ALS Baseline Recommender System

This notebook trains a collaborative filtering baseline using Alternating Least Squares (ALS).
ALS learns user and movie embeddings from the interaction matrix produced by the pipeline, and predicts which movies each user is likely to enjoy based on rating patterns.

# Setup and Imports

This section loads the processed data files created by the data pipeline and imports the ALS model from the implicit library

In [1]:
import pandas as pd
import numpy as np
import scipy.sparse as sp
from pathlib import Path
from implicit.als import AlternatingLeastSquares
import pickle

In [2]:
PROJECT_ROOT = Path("..").resolve()
PROCESSED_DIR = PROJECT_ROOT / "data" / "processed"

In [3]:
print("Project root:", PROJECT_ROOT)
print("Processed dir:", PROCESSED_DIR)

Project root: /Users/sanjaydilip/Desktop/Code/Projects/Movie Recommender
Processed dir: /Users/sanjaydilip/Desktop/Code/Projects/Movie Recommender/data/processed


# Load Pipeline Outputs

We load the train/test splits, the movie lookup table, and the sparse item×user matrix generated by the pipeline.

In [4]:
train = pd.read_csv(PROCESSED_DIR / "train.csv")
test = pd.read_csv(PROCESSED_DIR / "test.csv")
movie_map = pd.read_csv(PROCESSED_DIR / "movie_map.csv")

In [5]:
item_user = sp.load_npz(PROCESSED_DIR / "item_user_train.npz")

In [15]:
user_item = item_user.T.tocsr()

In [6]:
train.head()

Unnamed: 0,user_id,movie_id,u_index,m_index,rating,timestamp,title,genres
0,1,3186,0,31,4.0,2000-12-31 22:00:19,"Girl, Interrupted (1999)",Drama
1,1,1270,0,22,5.0,2000-12-31 22:00:55,Back to the Future (1985),Comedy|Sci-Fi
2,1,1721,0,27,4.0,2000-12-31 22:00:55,Titanic (1997),Drama|Romance
3,1,1022,0,37,5.0,2000-12-31 22:00:55,Cinderella (1950),Animation|Children's|Musical
4,1,2340,0,24,3.0,2000-12-31 22:01:43,Meet Joe Black (1998),Romance


# Sanity Checks

To confirm shapes and verify that the matrix aligns properly with the cleaned dataset

In [7]:
print("Train shape:", train.shape)
print("Test shape:", test.shape)

Train shape: (802553, 8)
Test shape: (197656, 8)


In [8]:
print("Unique users (train):", train["u_index"].nunique())
print("Unique users (test):", test["u_index"].nunique())
print("Unique movies:", train["m_index"].nunique())

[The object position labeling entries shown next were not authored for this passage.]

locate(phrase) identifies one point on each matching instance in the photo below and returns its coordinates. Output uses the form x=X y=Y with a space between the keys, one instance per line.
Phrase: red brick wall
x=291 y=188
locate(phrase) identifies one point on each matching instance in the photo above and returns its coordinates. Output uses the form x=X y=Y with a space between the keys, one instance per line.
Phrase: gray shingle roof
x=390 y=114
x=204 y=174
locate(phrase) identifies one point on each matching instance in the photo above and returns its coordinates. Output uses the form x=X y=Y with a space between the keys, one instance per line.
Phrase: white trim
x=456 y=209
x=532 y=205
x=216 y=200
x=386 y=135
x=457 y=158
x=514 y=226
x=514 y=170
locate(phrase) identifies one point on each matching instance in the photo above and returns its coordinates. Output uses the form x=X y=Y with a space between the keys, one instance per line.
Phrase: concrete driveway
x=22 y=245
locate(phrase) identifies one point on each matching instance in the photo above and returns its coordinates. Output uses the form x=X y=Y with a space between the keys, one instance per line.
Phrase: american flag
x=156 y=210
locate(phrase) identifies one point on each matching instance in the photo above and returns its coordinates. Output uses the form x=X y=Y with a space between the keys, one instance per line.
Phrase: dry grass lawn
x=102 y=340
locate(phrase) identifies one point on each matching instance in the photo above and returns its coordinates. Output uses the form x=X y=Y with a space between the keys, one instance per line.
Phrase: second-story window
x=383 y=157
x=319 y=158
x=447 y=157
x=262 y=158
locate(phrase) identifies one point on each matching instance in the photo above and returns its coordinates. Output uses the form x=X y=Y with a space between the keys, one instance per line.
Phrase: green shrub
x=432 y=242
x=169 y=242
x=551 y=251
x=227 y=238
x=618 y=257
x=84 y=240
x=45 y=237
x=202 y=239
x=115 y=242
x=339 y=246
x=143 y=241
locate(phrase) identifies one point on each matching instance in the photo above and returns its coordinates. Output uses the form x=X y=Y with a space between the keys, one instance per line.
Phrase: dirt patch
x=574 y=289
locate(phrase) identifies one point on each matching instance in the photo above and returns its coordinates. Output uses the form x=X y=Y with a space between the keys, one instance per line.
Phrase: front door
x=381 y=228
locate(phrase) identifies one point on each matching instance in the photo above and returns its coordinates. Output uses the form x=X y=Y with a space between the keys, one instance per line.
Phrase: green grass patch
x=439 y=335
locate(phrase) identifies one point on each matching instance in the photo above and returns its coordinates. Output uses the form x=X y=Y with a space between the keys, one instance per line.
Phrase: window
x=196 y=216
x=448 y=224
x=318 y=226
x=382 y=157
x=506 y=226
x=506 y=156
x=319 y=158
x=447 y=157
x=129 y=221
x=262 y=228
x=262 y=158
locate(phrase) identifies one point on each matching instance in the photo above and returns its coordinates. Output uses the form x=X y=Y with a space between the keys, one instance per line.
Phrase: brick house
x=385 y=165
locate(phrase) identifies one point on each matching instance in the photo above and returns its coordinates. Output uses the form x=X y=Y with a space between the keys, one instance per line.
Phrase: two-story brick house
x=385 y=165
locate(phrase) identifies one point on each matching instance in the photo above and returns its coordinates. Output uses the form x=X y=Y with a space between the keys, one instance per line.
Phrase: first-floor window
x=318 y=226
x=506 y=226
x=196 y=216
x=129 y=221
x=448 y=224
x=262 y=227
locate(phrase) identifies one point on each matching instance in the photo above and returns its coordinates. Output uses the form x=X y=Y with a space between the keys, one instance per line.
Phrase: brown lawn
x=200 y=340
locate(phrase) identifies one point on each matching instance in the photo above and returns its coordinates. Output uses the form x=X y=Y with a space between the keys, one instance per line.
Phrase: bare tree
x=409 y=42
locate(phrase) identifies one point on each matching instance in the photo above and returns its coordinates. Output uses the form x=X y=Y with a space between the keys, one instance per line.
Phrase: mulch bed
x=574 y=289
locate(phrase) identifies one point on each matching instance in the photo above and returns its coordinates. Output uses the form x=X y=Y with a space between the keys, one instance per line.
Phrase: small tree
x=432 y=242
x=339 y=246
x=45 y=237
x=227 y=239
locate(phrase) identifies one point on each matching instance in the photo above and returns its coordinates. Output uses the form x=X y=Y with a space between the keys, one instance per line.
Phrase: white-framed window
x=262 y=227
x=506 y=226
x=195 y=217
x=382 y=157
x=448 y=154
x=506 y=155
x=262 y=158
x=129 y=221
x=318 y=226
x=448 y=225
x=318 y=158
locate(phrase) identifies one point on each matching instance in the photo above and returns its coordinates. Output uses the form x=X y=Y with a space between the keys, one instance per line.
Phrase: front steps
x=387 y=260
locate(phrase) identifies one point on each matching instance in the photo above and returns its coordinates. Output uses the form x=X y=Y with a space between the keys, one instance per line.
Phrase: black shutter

Unique users (train): 6040
Unique users (test): 6040
Unique movies: 3667


In [16]:
print("Item x User matrix shape:", item_user.shape)
print("User x Item matrix shape:", user_item.shape)

Item x User matrix shape: (3706, 6040)
User x Item matrix shape: (6040, 3706)


# Train the ALS Model

We initialize and train ALS on the item×user matrix.
ALS learns low-dimensional embeddings for users and movies based on their interactions.

In [10]:
factors = 64
regularization = 0.1
iterations = 20

In [11]:
model = AlternatingLeastSquares(
    factors=factors,
    regularization=regularization,
    iterations=iterations,
    random_state=42,
)

In [12]:
model.fit(item_user)

  0%|          | 0/20 [00:00<?, ?it/s]

# Recommendation Helper Function

This helper retrieves top-N recommended movies for a given user.

In [20]:
def recommend_for_user(model, user_index, user_item_matrix, movie_map, top_n=10):
    user_row = user_item_matrix[user_index]
    rec_ids, scores = model.recommend(
        userid=user_index,
        user_items=user_row,
        N=top_n,
    )
    rec_df = movie_map[movie_map["m_index"].isin(rec_ids)].copy()
    order = {m: i for i, m in enumerate(rec_ids)}
    rec_df["rank"] = rec_df["m_index"].map(order)
    rec_df = rec_df.sort_values("rank")
    return rec_df[["m_index", "title", "genres"]].reset_index(drop=True)


In [21]:
sample_user = train["u_index"].iloc[0]
recommend_for_user(model, sample_user, user_item, movie_map, top_n=10)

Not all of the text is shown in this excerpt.